As you might have heard, the Sonics left Seattle nearly two years ago, with a roster full of cast-offs, rookies, and failed big men. From among that muck, though, are two young men – Jeff Green and Kevin Durant – who will undoubtedly be playing professional basketball for a very, very long time. The Pippen to Durant’s Jordan, Green may wind up outlasting his more famous teammate, but considering the age difference, the smart money is on Durant to hang on longer.
Durant is now 21 years old, having celebrated his birthday last September. By the end of this season, he will have scored – barring injury – more than 5,000 points as an NBA player. By that same age, the last two famous Seattle Sonic teenagers, Shawn Kemp and Rashard Lewis, had scored about 3,500 points.

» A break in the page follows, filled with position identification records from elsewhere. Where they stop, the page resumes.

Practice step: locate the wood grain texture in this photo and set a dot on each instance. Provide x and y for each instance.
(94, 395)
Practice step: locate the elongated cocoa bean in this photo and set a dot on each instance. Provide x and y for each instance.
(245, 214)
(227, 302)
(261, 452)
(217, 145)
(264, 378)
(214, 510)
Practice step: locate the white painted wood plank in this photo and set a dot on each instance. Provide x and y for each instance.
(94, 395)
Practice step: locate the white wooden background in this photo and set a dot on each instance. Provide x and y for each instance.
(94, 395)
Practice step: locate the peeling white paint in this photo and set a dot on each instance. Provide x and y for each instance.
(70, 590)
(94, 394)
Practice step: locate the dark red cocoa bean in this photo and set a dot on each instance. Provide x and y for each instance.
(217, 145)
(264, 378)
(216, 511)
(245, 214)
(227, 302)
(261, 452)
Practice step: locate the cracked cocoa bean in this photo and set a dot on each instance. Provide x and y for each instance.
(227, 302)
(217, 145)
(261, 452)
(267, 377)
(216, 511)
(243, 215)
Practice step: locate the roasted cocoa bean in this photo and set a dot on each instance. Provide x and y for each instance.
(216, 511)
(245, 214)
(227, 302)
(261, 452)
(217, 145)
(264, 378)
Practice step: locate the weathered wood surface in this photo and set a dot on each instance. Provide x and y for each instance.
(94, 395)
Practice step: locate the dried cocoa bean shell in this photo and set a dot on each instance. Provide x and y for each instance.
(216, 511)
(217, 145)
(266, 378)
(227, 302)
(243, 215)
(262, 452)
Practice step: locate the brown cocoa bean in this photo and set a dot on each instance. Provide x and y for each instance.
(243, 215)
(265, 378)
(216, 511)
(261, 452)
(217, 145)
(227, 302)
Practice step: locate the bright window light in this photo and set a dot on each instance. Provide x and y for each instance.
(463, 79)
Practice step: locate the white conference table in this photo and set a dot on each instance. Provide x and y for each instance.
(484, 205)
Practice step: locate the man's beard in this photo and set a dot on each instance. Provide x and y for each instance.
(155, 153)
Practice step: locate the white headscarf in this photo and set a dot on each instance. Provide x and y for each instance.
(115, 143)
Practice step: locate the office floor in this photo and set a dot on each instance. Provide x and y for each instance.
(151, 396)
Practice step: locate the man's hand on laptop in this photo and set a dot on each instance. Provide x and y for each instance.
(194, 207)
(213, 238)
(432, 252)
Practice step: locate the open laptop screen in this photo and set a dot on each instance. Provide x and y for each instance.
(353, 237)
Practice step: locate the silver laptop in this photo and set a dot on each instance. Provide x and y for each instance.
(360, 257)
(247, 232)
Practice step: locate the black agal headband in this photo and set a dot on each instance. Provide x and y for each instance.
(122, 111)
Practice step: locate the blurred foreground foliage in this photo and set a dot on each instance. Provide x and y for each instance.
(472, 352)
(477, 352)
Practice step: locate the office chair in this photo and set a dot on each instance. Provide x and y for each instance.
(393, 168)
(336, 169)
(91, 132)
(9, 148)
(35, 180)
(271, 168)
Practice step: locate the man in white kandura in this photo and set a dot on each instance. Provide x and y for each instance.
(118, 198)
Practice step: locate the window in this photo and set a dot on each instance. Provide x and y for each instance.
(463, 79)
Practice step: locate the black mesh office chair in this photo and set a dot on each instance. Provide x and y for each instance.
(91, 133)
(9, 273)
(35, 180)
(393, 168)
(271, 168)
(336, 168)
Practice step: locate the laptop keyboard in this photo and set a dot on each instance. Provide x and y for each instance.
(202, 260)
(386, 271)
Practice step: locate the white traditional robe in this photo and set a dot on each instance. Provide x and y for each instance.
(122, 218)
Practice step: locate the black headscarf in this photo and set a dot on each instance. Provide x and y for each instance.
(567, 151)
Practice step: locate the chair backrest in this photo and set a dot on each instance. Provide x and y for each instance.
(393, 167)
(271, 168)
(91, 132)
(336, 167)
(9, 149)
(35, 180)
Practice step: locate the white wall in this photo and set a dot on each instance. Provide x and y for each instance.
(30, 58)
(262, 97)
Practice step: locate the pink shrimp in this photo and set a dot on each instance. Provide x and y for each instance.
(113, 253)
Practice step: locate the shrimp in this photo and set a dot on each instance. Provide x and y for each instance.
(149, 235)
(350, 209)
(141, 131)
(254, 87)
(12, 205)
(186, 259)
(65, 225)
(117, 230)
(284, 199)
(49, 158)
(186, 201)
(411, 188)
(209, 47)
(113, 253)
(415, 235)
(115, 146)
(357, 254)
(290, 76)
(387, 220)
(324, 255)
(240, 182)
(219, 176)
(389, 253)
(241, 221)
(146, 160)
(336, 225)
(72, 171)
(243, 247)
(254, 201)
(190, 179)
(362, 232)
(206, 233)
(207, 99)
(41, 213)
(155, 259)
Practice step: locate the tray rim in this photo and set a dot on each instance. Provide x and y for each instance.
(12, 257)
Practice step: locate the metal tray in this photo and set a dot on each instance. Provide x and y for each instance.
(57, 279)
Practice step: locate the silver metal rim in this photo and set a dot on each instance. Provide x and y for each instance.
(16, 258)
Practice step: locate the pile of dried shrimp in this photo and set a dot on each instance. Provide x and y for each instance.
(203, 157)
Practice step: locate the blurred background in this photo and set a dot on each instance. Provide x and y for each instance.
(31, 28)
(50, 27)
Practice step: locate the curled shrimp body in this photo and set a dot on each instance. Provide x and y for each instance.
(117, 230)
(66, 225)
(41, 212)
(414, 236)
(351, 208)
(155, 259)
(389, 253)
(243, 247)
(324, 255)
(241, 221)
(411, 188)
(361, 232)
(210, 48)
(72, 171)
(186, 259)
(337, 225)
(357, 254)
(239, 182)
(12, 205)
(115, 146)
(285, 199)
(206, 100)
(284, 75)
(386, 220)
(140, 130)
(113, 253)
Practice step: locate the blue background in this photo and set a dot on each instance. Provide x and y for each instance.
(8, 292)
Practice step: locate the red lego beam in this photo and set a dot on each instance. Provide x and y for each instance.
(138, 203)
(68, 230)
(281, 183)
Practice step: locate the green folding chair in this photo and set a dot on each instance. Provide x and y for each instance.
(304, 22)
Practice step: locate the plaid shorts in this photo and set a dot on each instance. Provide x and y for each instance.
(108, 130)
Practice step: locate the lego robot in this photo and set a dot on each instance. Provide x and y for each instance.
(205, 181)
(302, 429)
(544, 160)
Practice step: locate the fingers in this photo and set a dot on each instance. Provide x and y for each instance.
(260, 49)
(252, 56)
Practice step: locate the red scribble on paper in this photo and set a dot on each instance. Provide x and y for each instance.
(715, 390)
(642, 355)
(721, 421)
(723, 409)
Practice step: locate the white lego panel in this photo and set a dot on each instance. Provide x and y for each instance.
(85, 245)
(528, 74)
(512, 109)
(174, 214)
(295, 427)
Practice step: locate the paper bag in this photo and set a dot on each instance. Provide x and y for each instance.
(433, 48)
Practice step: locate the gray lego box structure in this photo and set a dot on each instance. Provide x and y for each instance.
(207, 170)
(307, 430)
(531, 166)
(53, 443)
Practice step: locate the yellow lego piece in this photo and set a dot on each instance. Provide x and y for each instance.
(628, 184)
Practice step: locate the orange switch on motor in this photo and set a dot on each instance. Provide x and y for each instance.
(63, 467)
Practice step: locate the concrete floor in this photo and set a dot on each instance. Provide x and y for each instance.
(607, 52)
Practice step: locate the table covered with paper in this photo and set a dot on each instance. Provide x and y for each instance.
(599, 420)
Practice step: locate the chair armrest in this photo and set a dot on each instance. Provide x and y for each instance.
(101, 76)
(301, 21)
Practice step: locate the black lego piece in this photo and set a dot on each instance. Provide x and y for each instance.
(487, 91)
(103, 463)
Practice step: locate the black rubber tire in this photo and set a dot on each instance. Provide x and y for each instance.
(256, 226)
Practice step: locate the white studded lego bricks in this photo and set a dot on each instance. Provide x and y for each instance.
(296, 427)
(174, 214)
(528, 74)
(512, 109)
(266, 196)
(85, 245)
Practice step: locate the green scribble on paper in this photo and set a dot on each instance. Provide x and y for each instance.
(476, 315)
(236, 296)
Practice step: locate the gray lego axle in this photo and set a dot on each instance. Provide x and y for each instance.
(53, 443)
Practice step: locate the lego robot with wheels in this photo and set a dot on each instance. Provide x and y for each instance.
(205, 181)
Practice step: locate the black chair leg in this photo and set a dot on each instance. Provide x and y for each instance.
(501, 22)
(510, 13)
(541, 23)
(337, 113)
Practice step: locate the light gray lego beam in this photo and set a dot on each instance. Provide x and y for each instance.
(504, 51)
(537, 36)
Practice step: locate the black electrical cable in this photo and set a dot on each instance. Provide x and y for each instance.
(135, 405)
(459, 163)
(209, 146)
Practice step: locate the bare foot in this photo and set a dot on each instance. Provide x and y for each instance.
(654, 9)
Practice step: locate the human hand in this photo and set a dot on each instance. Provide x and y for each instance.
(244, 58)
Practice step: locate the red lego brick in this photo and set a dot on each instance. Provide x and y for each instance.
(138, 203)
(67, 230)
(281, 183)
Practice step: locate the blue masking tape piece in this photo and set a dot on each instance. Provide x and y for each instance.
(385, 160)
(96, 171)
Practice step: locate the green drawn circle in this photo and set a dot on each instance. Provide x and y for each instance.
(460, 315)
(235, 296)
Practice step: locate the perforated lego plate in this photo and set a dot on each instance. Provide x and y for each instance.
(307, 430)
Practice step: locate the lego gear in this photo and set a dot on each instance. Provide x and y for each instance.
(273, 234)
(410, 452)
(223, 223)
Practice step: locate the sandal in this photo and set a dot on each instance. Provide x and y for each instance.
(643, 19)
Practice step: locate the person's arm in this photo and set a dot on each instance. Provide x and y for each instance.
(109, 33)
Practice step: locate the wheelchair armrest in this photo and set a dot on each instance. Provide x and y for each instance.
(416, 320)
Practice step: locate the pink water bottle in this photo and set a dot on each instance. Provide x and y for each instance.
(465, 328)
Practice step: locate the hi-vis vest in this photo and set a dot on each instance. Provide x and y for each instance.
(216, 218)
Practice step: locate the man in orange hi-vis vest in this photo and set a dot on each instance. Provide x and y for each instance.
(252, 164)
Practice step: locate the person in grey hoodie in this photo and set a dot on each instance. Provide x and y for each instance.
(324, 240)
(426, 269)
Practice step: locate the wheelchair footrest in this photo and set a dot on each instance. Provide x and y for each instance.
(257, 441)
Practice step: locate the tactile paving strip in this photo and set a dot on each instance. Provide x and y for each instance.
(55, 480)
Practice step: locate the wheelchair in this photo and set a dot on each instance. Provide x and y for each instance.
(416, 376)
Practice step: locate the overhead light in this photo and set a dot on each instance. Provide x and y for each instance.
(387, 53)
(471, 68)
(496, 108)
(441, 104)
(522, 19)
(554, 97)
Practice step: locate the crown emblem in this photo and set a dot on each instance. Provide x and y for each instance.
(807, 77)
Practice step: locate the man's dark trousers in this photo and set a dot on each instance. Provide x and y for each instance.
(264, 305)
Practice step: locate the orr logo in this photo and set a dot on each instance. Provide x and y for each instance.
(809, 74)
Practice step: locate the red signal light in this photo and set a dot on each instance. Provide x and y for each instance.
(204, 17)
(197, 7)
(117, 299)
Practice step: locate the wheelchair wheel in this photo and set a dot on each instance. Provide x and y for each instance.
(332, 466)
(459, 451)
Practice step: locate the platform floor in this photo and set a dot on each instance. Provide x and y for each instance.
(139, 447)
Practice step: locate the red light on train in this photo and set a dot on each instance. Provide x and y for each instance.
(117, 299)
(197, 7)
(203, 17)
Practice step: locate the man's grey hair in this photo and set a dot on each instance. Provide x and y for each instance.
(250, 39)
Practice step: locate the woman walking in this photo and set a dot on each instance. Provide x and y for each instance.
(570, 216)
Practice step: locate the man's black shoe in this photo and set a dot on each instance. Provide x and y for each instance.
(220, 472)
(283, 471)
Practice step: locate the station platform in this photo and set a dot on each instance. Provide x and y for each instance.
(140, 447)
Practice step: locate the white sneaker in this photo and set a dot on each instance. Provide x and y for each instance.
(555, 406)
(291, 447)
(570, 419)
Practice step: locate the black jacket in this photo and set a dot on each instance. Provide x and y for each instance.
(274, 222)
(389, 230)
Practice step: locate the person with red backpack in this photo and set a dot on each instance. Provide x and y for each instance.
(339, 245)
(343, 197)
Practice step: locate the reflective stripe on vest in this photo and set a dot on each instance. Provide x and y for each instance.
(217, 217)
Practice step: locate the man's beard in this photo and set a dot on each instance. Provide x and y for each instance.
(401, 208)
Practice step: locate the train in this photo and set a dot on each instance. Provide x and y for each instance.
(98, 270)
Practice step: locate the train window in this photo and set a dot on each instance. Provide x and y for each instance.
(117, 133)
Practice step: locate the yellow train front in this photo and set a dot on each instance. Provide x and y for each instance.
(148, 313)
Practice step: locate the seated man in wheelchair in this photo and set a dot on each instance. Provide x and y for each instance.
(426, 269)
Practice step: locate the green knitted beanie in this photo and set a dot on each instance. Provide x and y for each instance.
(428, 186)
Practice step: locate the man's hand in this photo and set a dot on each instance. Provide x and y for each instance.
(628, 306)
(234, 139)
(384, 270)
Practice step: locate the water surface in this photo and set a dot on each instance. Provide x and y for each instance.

Obviously, we’re talking about a special player here. Having played only a single season in Seattle at the start of what should be a prosperous career, is it possible that Durant will stand alone as the longest-tenured player of a defunct team? In other words, will his career stretch out the longest after the death of his initial team?
I did a bit of research, and, surprisingly, my guess is no. Here’s the list, in ascending order, of the longest careers after a team went bust. The numbers correspond to the number of years each player was in the league after their respective team either moved or folded.
LaSalle Thompson – Kansas City Kings
Tiny Archibald – Cincinnati Royals
Calvin Murphy – San Diego Rockets
Paul Silas – St. Louis Hawks
Walt Bellamy – Chicago Zephyrs
Chet Walker – Syracuse Nationals
Elgin Baylor – Minneapolis Lakers
Adrian Dantley – Buffalo Braves
Elvin Hayes – San Diego Rockets
Don Nelson – Chicago Zephyrs
Eddie Johnson – Kansas City Kings
Tom Chambers – San Diego Clippers
Ricky Pierce – San Diego Clippers
Otis Thorpe – Kansas City Kings
Terry Cummings – San Diego Clippers
And, your champion, at 17 years
Moses Malone – Buffalo Braves
You have to admit it’s a fascinating list, featuring no fewer than six players with ties to Seattle (Baylor, EJ, Chambers, Pierce, Cummings, and Silas). Of more importance, though, is the amazing career of Moses Eugene Malone, who played two games for Buffalo in 1976-77 at the age of 21, was dealt to Houston for two first-round picks, then spent the next 17 years moving his ample posterior throughout a wide array of NBA arenas, before finally coming to rest in the Hall of Fame.
Will Durant last 18 years in the league? It’s entirely possible, of course, but consider the length of the careers of these gentlemen, who, like Durant, scored 1,200 or more points in their age 20 seasons:
Magic Johnson – 17
Adrian Dantley – 15
Chris Webber – 15
Spencer Haywood – 14
Cliff Robinson – 13
Isiah Thomas – 13
Shareef Abdur-Rahim – 12
Antoine Walker – 12
John Drew – 11
Johnny Neumann – 7
Zero for ten. To be fair, there are a number of active players who will likely reach at least 17 seasons (Shaquille O’Neal and Kevin Garnett are at the top of that list), but for every Shaq there are a whole host of Tracy McGradys.
So, while it’s hard to say if Durant will match Moses’ longevity, it’s pretty clear to me that he will be the last man standing to have worn a Sonic jersey. And maybe, 15 years from now, some kid will be looking at three-dimensional statistics on his HoloComputer and ask his dad, “Who’s this team Kevin Durant played for at the start of his career? What’s a Sonic?”
And that sound, my friends, is the sound of a hundred Seattle fans punching themselves in the leg.